Now it'd be almost impossible to collect that many signatures organically. You'd certainly need to fund some paid signature gatherers to help get you across that finish line. Paid signature gatherers are more than just people getting signatures - they're also verifying information is correct when the person signs, and hopefully limiting your number of signature losses when your package goes to the Secretary of State for validation. This will run, on average, $11 to $15 per signature. Let's assume a generous organic signature gathering of 50%, leaving you 394,540 signatures to pay for gatherers on. At an average of $13/signature, this is $5,129,028.93. That's a
lot of money. This isn't including any other campaign money you'll need for the effort - television ads, radio ads, billboards, get out the vote campaigns, etc.
On top of this, you have a compressed timeframe. 60 days from the time the SoS greenlights your petition. That's all. That means a daily signature count of 13,151 is necessary to meet that deadline. To put that in perspective, we took the entire 60 days to get just over 16,000 signatures. Granted it was a smaller area, but we could probably extrapolate a bit of data from that and see the challenges that would be faced on a statewide recall campaign.
So to even be able to get close to being successful, the groundwork has to be laid far before your petition is submitted and approved by the SoS. You need a library system in place, your board structure decided upon, your strategy laid out, and a laser focus to get this done. There's time pressure from both ends at this point - wait too long and you miss the passion that would drive people to sign your petitions and drive them to want to recall the Governor. Go too early and you miss your groundwork phase and screw your whole campaign. It's a lot of moving pieces that need to all fall into place at once, without issue.

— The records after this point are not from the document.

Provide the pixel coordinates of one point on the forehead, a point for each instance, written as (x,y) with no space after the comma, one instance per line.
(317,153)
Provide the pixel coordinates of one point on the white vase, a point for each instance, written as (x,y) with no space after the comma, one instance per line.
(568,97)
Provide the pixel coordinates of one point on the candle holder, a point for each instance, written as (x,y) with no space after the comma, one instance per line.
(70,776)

Then there's the Dudley factor. I won't even go too in-depth on that, but suffice to say Dudley has something like an anti-Midas-touch. Everything he touches turns to shit, and this would be no different.
So therein lies the real questions:
#1 - Is there enough anger over ERPO in Colorado to swing 267,000 votes the other way? Knowing that recalls tend to favor Republicans still doesn't make those odds very appealing.
#2 - Is there enough money to run such a campaign? I think we guesstimated that a recall election against Hick would've cost somewhere around $20,000,000. That number is probably higher given our current political climate.
#3 - Does the reward outweigh the risk? Recalling a Governor brings a
lot of press. Losing this battle would empower Polis and the Colorado Dems and make them push for more gun control. Given the above variables, it seems like the most viable outcome is that he wins (swinging 267k votes is a lot) and we get more gun control for it.